Willie Walsh, BA chief executive, also told a meeting of analysts and investors, that the airline was preparing for future capacity growth around the end of the decade and had secured with Boeing options on delivery slots for 10 777 long-haul aircraft in 2009 and 2010.

BA said that it expected its fuel costs to rise by £400m in the next financial year to the end of March 2007 to about £2bn, following an increase of £505m-£515m in the current year to March 2006 to £1.6bn.

The fuel bill, which now accounts for about 21 per cent of total costs will have more than doubled in three years.

It forecast that revenue would rise by 4-5 per cent in the next financial year supported by increased capacity and passenger loads following a rise of 8 per cent this year.

Given the smooth handover of power from Rod Eddington to Willie Walsh, a radical change in strategy at British Airways was hardly on the cards.

A large part of the planned cost savings is related to reducing employee costs, and includes some of the £300m already due to be eliminated over the three years to March 2007.

Key to the savings is a planned reform of the airline’s pension scheme, which has one of the biggest deficits among leading UK companies. Proposed changes in pension fund terms and conditions are due to be presented to staff at the end of the month.

BA is also planning to make significant savings from the transfer of the bulk of its operations at Heathrow to the new Terminal 5, the £4.2bn project under development by BAA, the airport operator.

Martin Broughton, BA chairman told a meeting of analysts and investors, that the airline had “a once-in-a-generation opportunity” to increase efficiency, transform conditions for passengers and reduce costs with the move to T5 at the end of March 2008.

Many of the job cuts are likely to come from ground services staff with changes in working practices and the introduction of new technology. BA said it expected that 80 per cent of passengers would be checking in online or at self-service kiosks by the opening of T5.

The airline said that it would transfer about 90 per cent of its Heathrow operations to Terminal 5, with the remainder moved to Terminal 3, where it would co-locate its Australian and Spanish routes beside its Oneworld alliance partners Qantas and Iberia.

The £450m cost savings will be spread equally across the next two financial years. Total costs, excluding fuel, are forecast to be flat in the year to March 2007 with increases offset by cost efficiencies.

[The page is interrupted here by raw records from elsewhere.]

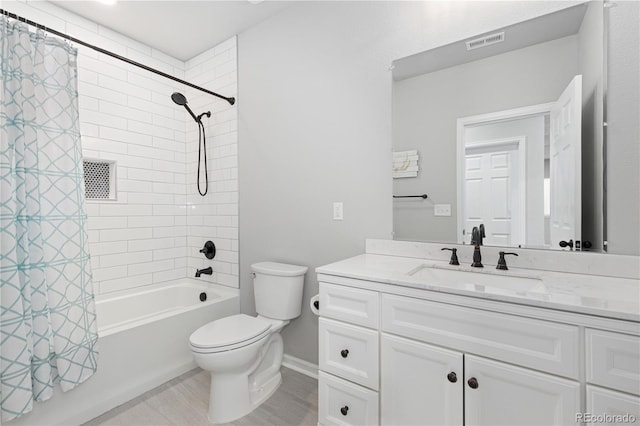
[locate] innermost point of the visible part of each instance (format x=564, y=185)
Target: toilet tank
x=278, y=289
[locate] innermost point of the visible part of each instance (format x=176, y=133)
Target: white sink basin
x=477, y=280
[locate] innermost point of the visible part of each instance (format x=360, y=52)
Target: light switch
x=338, y=212
x=442, y=210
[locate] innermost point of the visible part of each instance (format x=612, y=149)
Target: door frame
x=473, y=120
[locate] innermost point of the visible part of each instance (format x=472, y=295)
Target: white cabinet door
x=502, y=394
x=349, y=351
x=610, y=407
x=420, y=384
x=343, y=403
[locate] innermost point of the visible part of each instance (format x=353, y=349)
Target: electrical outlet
x=442, y=210
x=338, y=211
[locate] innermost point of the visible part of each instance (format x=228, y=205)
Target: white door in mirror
x=565, y=162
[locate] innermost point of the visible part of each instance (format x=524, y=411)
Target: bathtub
x=144, y=342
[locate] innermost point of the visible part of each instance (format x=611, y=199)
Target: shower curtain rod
x=231, y=100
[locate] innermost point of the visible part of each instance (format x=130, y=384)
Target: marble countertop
x=604, y=296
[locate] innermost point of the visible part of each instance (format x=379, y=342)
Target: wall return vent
x=485, y=41
x=99, y=179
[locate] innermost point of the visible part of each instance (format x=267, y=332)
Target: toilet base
x=234, y=395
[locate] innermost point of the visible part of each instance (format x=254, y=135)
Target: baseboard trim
x=300, y=365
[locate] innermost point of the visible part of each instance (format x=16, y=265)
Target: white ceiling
x=181, y=29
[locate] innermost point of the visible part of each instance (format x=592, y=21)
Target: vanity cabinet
x=416, y=357
x=348, y=380
x=427, y=385
x=612, y=373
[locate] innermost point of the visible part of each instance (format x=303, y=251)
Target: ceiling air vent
x=485, y=41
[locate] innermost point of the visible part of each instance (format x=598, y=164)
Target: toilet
x=244, y=353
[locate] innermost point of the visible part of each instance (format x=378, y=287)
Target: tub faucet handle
x=205, y=271
x=209, y=250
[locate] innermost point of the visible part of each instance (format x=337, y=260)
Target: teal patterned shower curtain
x=47, y=318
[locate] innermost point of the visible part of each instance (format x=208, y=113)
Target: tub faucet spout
x=205, y=271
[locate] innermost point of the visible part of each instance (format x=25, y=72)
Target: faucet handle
x=502, y=263
x=454, y=256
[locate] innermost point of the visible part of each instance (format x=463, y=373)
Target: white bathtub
x=144, y=342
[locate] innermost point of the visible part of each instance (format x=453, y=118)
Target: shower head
x=180, y=99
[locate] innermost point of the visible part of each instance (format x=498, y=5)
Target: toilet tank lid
x=279, y=269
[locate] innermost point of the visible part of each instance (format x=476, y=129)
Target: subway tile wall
x=153, y=232
x=214, y=216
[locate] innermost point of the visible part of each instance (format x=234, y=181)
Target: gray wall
x=315, y=127
x=623, y=130
x=425, y=113
x=592, y=68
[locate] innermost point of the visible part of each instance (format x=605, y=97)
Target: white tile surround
x=153, y=232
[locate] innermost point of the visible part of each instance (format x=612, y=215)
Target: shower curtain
x=47, y=318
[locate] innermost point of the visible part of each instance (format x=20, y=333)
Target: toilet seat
x=229, y=333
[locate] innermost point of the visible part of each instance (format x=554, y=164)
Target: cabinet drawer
x=353, y=305
x=538, y=344
x=607, y=402
x=613, y=360
x=344, y=403
x=349, y=351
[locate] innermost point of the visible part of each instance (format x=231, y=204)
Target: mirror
x=503, y=133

BA is driving an increasing share of its bookings on to the internet with the share planned to rise from nearly a third this year to 50 per cent by March 2008.

The group said that its net debt would be below £2bn by the end of March, down from the crisis level of £6.6bn at the end of 2001 in the recession following the September 11 terrorist attacks in the US.

Shares in BA were up 2½ per cent at 324 ¾ p in early afternoon trade.